Hot melt extrusion (HME) is frequently used for amorphous solid dispersion preparation and subsequent solubility and bioavailability improvement of poorly water-soluble drugs. This technique can generate numerous structures, including granules, pallets, and filaments, according to the requirement.

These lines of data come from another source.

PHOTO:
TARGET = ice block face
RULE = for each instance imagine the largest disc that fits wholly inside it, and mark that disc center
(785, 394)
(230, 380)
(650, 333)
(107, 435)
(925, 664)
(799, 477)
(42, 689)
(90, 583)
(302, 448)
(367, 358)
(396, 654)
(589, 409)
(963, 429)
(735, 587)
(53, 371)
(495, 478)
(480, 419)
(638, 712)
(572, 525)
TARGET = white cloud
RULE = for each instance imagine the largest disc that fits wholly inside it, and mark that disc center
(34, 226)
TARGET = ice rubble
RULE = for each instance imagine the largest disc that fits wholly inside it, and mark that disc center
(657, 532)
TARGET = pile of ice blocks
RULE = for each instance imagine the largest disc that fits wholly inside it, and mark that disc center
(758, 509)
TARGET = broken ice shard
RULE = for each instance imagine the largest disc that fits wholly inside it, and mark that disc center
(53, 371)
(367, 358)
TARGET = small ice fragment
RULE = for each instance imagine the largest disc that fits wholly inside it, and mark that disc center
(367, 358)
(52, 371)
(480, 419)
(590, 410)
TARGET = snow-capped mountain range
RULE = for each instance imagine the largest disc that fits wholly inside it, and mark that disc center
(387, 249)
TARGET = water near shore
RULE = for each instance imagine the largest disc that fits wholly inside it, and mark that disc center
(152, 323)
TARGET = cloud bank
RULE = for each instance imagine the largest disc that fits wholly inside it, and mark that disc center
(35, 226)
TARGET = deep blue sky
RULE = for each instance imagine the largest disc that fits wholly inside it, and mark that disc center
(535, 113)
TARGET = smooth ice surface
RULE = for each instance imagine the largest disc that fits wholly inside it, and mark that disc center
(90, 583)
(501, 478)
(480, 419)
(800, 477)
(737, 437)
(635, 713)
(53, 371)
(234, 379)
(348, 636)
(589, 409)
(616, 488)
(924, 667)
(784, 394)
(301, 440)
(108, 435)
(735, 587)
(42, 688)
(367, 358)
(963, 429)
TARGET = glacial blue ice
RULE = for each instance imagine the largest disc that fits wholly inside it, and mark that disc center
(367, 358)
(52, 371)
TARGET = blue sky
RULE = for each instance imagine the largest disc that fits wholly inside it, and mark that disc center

The present study investigates the fundamental factors affecting the properties of etoricoxib-Soluplus filaments prepared by the HME method for additive manufacturing applications. The theoretical and experimental understanding of the drug–polymer miscibility was evaluated initially. Further, a detailed investigation was done to understand the role of process and formulation variables on the quality and performance of the extruded filaments. Characterization of filaments was done by Fourier transform infrared spectroscopy (FT-IR), X-ray diffraction (XRD), scanning electron microscopy (SEM), and differential scanning calorimetry (DSC). The mechanical properties and ductility of the filaments were evaluated by texture analysis, tensile strength, and X-ray micro-computed tomography (μCT). The in vitro drug release study was performed to understand the release characteristics of the filaments. Further, the filaments were subjected to the feedability and printability study, which showed promising filament characteristics suitable for printing by the fused deposition modeling (FDM) technique. In a broader sense, such HME-based filaments, which are mostly amorphous solid dispersion in nature, can readily be used as printing ink for instant printing of personalized medicines of those drugs, which can withstand the conditions of hot melt extrusion, and FDM-based three-dimensional (3D) printing. Thus, the etoricoxib filament preparation method reported herein can be a promising approach for 3D printing applications and etoricoxib personalized therapy.

中文翻译：

---

用于增材制造的热熔挤出即印型依托考昔粗丝作为印刷油墨的机械化学评价


热熔挤出（HME）经常用于无定形固体分散体的制备以及随后难溶性药物的溶解度和生物利用度的提高。该技术可以根据要求生成多种结构，包括颗粒、托盘和细丝。本研究调查了影响用于增材制造应用的 HME 方法制备的依托考昔-Soluplus 长丝性能的基本因素。初步评估了对药物-聚合物混溶性的理论和实验理解。此外，还进行了详细的调查，以了解工艺和配方变量对挤出长丝的质量和性能的作用。通过傅里叶变换红外光谱 (FT-IR)、X 射线衍射 (XRD)、扫描电子显微镜 (SEM) 和差示扫描量热法 (DSC) 来表征长丝。通过织构分析、拉伸强度和 X 射线微计算机断层扫描 (μCT) 评估长丝的机械性能和延展性。进行体外药物释放研究是为了了解细丝的释放特性。此外，对长丝进行了送丝性和适印性研究，结果表明，长丝具有适合通过熔融沉积建模（FDM）技术进行打印的良好特性。从更广泛的意义上讲，这种基于HME的长丝本质上大多是无定形固体分散体，可以很容易地用作印刷油墨，用于即时打印这些药物的个性化药物，可以承受热熔挤出和FDM的条件。基于三维（3D）打印。 因此，本文报道的依托考昔丝制备方法可能是3D打印应用和依托考昔个性化治疗的有前途的方法。